View optimized descriptions:

for field, desc in result.optimized_descriptions.items():
    print(f"{field}: {desc}")

Step 5: Extract

Use your optimized prompter:

job = prompter.run("""
    ML Engineer - AI Startup

    Boston, MA or Remote
    $150K-200K base + equity

    Join our team building next-gen recommendation systems. 
    Need 4+ years with PyTorch, transformers, and production ML.
    Full-time.
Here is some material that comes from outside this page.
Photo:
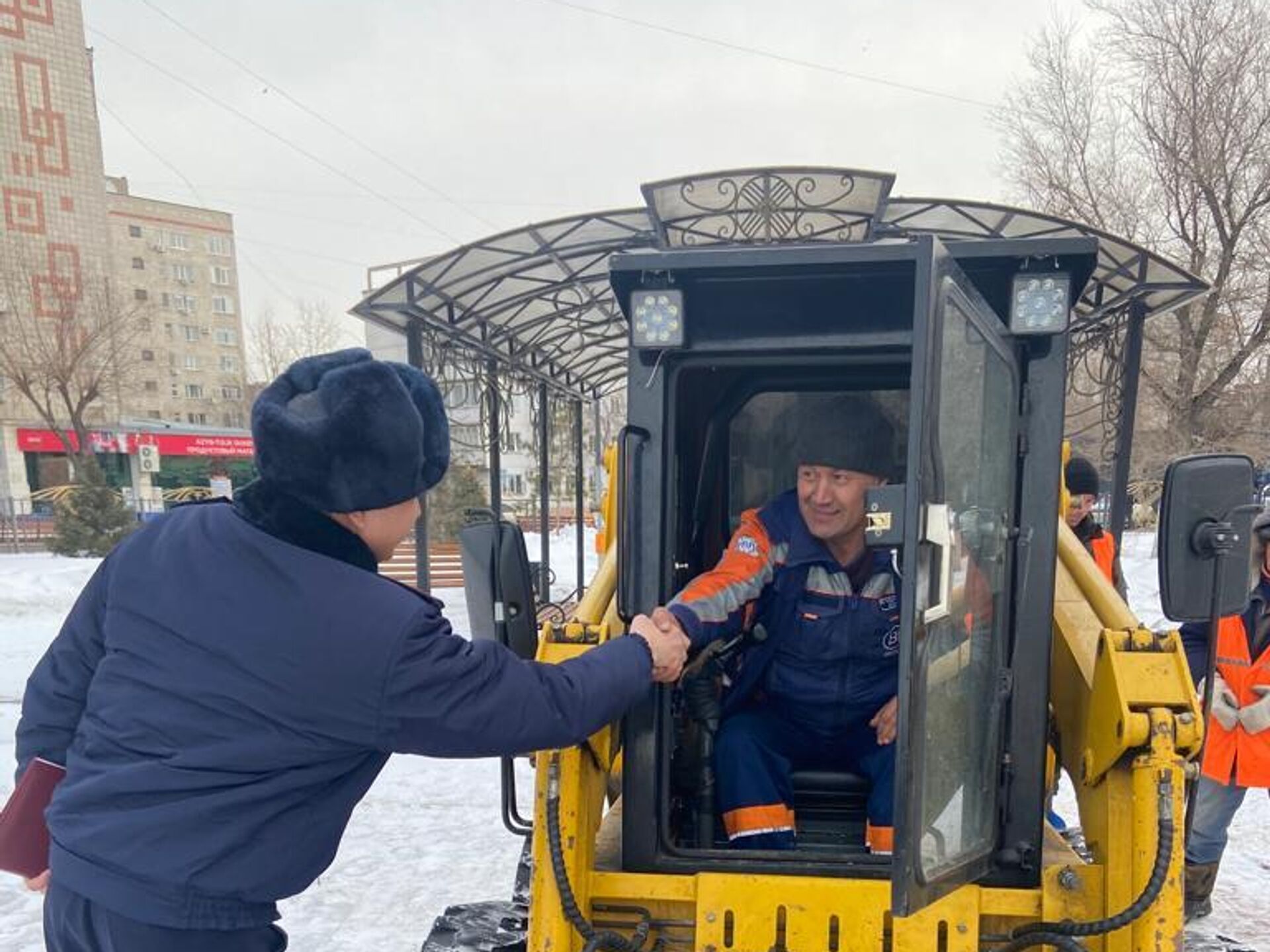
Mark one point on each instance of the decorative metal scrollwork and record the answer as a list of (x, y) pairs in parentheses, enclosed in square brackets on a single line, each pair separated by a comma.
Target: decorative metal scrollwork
[(767, 206)]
Start immediately.
""")

print(job)
# JobPosting(
#     title='ML Engineer',
#     company='AI Startup',
#     location='Boston, MA or Remote',
#     salary_range='$150K-200K base + equity',
#     experience_years='4+ years',
#     employment_type='full_time',
#     remote=True,
#     skills=['PyTorch', 'transformers', 'production ML']
# )

Step 6: Save for Production

# Save the optimized prompter
prompter.save("./job_parser")

# Later, in production:
prompter = Prompter.load(
    "./job_parser",
    model=JobPosting,
    model_id="openai/gpt-4o-mini"
)

job = prompter.run(new_posting_text)

Quick Reference

Method Purpose
Prompter(model, model_id) Create prompter
prompter.optimize(examples) Optimize with examples
prompter.run(text) Extract from text
prompter.predict_batch(texts) Batch extraction
prompter.save(path) Save optimized state
Prompter.load(path, model, model_id) Load saved prompter

Next Steps

Topic Guide
Different input types Modalities
Images and PDFs Modalities - Images/PDFs
Customize evaluation Configure Evaluators
Complex schemas Nested Models
Production deployment Save and Load
Integration patterns Integration Patterns

Troubleshooting

Low accuracy after optimization?

  • Add more diverse examples
  • Check that examples are correct
  • Try a more capable model (gpt-4o vs gpt-4o-mini)
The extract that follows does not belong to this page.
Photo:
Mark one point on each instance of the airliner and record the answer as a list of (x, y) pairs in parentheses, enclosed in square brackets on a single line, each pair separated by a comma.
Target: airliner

Optimization takes too long?

  • Reduce example count for initial testing
  • Use gpt-4o-mini for faster iterations
  • Use compile_kwargs={"num_trials": 5} to limit MiPROv2 trials
  • Use early_stopping_patience=2 in sequential mode

API key issues?

# Set key explicitly
import dspy
dspy.configure(lm=dspy.LM("openai/gpt-4o-mini", api_key="sk-..."))

See Configure Models for more options.